I have been besotted with the ancient Greeks of late, working my way through the magisterial The Greeks and Greek Love: A Bold New Exploration of the Ancient World, by James Davidson. The book is almost 800 pages long, in small type, so it’s a long haul. But I have had more fun with this book than any book I’ve read in months. Davidson is an Oxford-trained historian, but he writes with wit and humor. His approach is anything but dry. And rather than merely throwing out his analysis with a haughty academic attitude of take it or leave it, Davidson takes us into the texts. He lets us see for ourselves the basis of his interpretation of Greek history. We meet hundreds of characters from all over the Greek empire. He retells hundreds of stories from classical Greece. By the end of the book, you feel as though you’ve been on vacation in ancient Greece, and you’ve picked up a surprising amount of Greek vocabulary.

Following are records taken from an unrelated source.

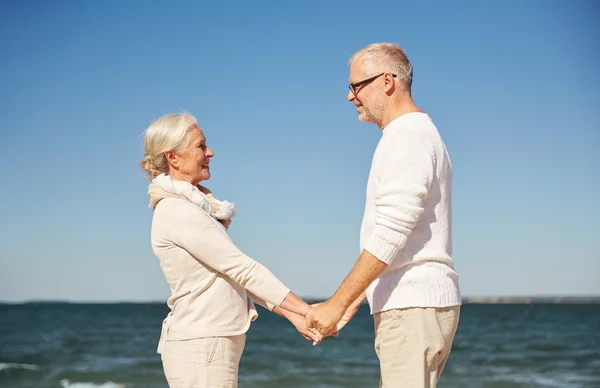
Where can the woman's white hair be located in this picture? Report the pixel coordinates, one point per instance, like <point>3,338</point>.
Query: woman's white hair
<point>169,132</point>
<point>380,57</point>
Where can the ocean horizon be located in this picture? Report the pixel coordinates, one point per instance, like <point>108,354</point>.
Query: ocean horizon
<point>110,345</point>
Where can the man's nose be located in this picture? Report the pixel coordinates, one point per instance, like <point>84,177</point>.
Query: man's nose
<point>350,96</point>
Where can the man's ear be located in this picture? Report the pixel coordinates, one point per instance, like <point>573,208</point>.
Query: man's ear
<point>171,158</point>
<point>389,85</point>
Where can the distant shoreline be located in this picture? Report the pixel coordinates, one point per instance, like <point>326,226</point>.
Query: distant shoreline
<point>466,300</point>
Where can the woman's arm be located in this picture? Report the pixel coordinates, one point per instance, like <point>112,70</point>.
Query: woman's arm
<point>299,321</point>
<point>201,236</point>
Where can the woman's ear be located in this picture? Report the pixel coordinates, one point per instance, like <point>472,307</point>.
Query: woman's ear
<point>171,158</point>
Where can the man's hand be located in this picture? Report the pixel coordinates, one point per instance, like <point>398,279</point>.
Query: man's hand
<point>300,323</point>
<point>325,317</point>
<point>348,315</point>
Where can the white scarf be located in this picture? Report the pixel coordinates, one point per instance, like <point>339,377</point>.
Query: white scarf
<point>163,186</point>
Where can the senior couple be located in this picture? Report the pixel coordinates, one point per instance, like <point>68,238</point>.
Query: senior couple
<point>405,268</point>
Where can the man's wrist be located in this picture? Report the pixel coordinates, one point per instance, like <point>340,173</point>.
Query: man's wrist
<point>339,304</point>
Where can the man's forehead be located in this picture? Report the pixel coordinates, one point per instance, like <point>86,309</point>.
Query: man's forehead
<point>356,69</point>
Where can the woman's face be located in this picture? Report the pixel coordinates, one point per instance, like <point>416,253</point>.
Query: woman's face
<point>192,164</point>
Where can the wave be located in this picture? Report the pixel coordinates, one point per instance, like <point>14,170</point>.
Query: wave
<point>18,366</point>
<point>109,384</point>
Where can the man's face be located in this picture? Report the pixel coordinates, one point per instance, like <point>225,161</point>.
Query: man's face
<point>367,97</point>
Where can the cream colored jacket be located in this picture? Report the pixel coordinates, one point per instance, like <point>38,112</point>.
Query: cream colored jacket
<point>211,280</point>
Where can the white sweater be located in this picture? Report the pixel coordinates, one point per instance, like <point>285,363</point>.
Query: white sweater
<point>211,280</point>
<point>407,221</point>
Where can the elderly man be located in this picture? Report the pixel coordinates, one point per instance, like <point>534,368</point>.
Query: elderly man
<point>405,268</point>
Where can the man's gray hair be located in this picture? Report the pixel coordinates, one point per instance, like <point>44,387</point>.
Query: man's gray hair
<point>380,57</point>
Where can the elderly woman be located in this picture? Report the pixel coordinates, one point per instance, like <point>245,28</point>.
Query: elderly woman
<point>212,282</point>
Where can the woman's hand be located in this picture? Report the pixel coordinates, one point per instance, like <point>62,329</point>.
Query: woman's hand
<point>300,323</point>
<point>348,315</point>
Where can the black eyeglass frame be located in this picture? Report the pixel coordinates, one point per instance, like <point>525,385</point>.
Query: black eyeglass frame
<point>354,85</point>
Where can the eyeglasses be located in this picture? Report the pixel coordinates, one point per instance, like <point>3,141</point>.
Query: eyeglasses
<point>355,85</point>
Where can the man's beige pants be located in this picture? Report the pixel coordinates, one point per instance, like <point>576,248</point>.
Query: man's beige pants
<point>204,362</point>
<point>413,345</point>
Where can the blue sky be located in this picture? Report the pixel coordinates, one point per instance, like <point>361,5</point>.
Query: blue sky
<point>513,87</point>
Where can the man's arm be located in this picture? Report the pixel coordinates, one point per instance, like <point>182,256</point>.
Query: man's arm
<point>350,293</point>
<point>407,170</point>
<point>365,271</point>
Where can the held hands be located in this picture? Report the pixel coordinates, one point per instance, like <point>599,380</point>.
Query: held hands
<point>299,323</point>
<point>328,318</point>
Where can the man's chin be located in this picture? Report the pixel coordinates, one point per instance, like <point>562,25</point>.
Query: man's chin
<point>365,118</point>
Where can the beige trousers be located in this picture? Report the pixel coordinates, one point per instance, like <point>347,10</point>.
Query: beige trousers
<point>204,362</point>
<point>413,345</point>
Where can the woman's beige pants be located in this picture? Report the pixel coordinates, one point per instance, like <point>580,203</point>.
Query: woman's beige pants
<point>204,362</point>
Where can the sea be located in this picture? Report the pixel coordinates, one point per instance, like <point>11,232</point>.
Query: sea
<point>69,345</point>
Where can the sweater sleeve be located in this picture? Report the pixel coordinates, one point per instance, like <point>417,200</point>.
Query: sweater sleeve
<point>406,170</point>
<point>200,235</point>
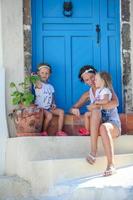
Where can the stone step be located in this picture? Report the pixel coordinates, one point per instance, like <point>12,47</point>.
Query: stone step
<point>44,175</point>
<point>118,186</point>
<point>23,149</point>
<point>72,124</point>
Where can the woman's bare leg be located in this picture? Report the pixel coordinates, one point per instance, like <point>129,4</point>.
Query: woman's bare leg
<point>95,120</point>
<point>47,118</point>
<point>87,120</point>
<point>108,131</point>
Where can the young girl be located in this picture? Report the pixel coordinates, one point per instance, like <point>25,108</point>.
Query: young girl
<point>45,99</point>
<point>107,130</point>
<point>103,95</point>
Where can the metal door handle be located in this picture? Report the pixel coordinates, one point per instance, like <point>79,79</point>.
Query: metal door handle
<point>98,33</point>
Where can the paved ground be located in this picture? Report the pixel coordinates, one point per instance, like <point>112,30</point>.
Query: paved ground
<point>119,186</point>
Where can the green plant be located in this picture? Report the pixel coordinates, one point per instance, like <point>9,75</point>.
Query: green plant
<point>22,94</point>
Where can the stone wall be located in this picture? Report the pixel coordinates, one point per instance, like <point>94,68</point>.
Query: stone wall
<point>27,35</point>
<point>126,44</point>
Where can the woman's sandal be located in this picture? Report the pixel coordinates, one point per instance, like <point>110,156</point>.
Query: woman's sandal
<point>91,159</point>
<point>109,171</point>
<point>83,132</point>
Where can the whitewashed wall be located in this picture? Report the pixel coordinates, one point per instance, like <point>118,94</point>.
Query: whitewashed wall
<point>13,53</point>
<point>131,11</point>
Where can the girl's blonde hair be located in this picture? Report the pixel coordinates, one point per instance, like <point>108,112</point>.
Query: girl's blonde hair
<point>107,79</point>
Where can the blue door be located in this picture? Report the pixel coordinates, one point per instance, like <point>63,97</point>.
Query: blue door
<point>69,42</point>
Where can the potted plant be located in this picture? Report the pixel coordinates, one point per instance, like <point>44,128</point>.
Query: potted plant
<point>28,118</point>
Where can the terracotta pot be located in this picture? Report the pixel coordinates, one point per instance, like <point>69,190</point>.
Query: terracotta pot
<point>28,120</point>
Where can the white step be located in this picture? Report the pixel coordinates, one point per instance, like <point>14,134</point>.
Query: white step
<point>118,186</point>
<point>46,174</point>
<point>21,150</point>
<point>14,188</point>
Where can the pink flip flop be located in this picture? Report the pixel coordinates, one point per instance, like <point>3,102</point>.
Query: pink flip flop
<point>84,132</point>
<point>61,133</point>
<point>44,133</point>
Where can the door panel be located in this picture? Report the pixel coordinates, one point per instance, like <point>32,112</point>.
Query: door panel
<point>110,43</point>
<point>68,43</point>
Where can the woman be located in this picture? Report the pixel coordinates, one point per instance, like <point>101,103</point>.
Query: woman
<point>106,130</point>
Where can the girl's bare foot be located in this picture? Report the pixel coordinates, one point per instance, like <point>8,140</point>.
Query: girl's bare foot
<point>91,159</point>
<point>110,170</point>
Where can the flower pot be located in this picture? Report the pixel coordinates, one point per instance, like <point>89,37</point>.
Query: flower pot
<point>28,120</point>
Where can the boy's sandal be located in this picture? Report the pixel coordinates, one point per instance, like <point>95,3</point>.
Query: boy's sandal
<point>109,171</point>
<point>84,132</point>
<point>91,159</point>
<point>61,133</point>
<point>44,133</point>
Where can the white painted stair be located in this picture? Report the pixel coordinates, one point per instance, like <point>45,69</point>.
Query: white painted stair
<point>14,188</point>
<point>56,167</point>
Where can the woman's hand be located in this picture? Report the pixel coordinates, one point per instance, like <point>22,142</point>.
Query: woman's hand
<point>93,107</point>
<point>75,111</point>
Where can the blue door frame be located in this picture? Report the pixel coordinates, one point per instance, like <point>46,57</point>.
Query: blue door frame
<point>69,43</point>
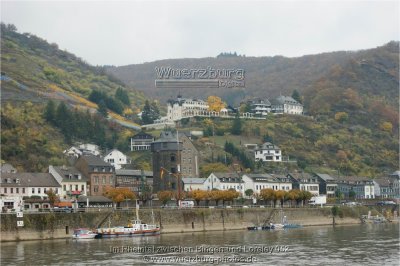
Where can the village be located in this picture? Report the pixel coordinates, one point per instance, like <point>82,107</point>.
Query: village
<point>175,160</point>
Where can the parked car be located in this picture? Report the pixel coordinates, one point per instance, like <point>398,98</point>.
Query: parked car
<point>387,202</point>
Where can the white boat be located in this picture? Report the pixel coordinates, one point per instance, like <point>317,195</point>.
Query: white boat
<point>83,233</point>
<point>134,228</point>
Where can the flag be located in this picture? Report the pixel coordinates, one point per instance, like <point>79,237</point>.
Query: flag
<point>162,173</point>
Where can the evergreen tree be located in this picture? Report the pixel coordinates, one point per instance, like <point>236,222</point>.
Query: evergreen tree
<point>122,96</point>
<point>102,108</point>
<point>237,125</point>
<point>296,96</point>
<point>50,112</point>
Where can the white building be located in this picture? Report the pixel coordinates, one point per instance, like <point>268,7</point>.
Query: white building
<point>15,186</point>
<point>90,148</point>
<point>257,182</point>
<point>73,152</point>
<point>193,183</point>
<point>260,106</point>
<point>116,159</point>
<point>268,152</point>
<point>224,181</point>
<point>141,142</point>
<point>305,181</point>
<point>72,182</point>
<point>182,108</point>
<point>286,105</point>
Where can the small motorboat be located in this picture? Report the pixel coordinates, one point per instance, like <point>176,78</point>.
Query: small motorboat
<point>83,233</point>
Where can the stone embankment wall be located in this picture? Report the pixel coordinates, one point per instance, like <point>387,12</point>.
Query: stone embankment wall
<point>61,225</point>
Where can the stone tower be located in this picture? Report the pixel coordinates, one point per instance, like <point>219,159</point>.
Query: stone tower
<point>166,160</point>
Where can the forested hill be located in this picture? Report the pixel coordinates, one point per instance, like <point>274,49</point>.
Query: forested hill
<point>33,69</point>
<point>82,96</point>
<point>270,76</point>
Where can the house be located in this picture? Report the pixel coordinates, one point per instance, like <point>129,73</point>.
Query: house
<point>286,105</point>
<point>15,186</point>
<point>260,106</point>
<point>193,183</point>
<point>257,182</point>
<point>387,186</point>
<point>89,148</point>
<point>224,181</point>
<point>72,181</point>
<point>94,202</point>
<point>183,108</point>
<point>73,152</point>
<point>304,181</point>
<point>116,159</point>
<point>327,185</point>
<point>362,187</point>
<point>99,173</point>
<point>141,141</point>
<point>7,168</point>
<point>135,180</point>
<point>268,152</point>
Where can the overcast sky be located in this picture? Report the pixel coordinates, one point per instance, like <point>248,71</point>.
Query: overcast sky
<point>131,32</point>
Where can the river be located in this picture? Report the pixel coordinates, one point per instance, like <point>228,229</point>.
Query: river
<point>373,244</point>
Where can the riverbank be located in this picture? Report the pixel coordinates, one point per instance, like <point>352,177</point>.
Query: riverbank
<point>39,226</point>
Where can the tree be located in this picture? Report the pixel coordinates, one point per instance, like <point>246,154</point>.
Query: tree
<point>335,212</point>
<point>216,195</point>
<point>164,196</point>
<point>267,194</point>
<point>386,126</point>
<point>215,104</point>
<point>50,112</point>
<point>197,195</point>
<point>237,125</point>
<point>296,96</point>
<point>249,192</point>
<point>52,196</point>
<point>150,113</point>
<point>118,195</point>
<point>102,108</point>
<point>122,96</point>
<point>341,117</point>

Thanks to Davidson, I also have discovered the poetry of Sappho. Right away I saw that she was the Greek Edna St. Vincent Millay. Here’s a fragment, translation by A.E. Housman:

The weeping Pleiads wester,
And the moon is under seas;
From bourn to bourn of midnight
Far sighs the rainy breeze:
It sighs from a lost country
To a land I have not known;
The weeping Pleiads wester,
And I lie down alone.

The rainy Pleiads wester,
Orion plunges prone;
The stroke of midnight ceases,
And I lie down alone.
The rainy Pleiads wester
And seek beyond the sea
The head that I shall dream of,
And ’twill not dream of me.

What is sad is that very little of Sappho’s poetry remains. She was born around 600 B.C., but most of her work survived until Roman times. Then Sappho’s work was at the mercy of the Christians. It seems there were book-burnings. The church was redefining love according to its own brutally prudish theology, so these ancient ideas had to go. But it was not only an active purging of the literary record by the church. It also was neglect of those documents that survived and found their way into monastery libraries during the Dark Ages. Davidson tells us how this neglect probably happened:

“Time and again, a manuscript of Sappho’s songs or of Strabo or of Archimedes, one of only two or three copies in the world, or one of only one, was allowed to rot in the book box, while the scribe spent his precious hours making yet another copy of the painfully awful Greek prose of the evangelists. Or worse, the priceless thousand-year-old text was systematically erased and overwritten to make a private copy of the more polished pieties of some bestselling Christian sermonizer.”

It’s a pity that the sermons weren’t burned instead.

E-sappho-fragments
Fragments of a Sappho poem discovered and published in the 20th Century

One Comment

  1. Jo Anne Sapp wrote:

    Beautiful poetry. Seems almost a miracle that any of her works survived at all. I enjoy your blogs and especially your command of language.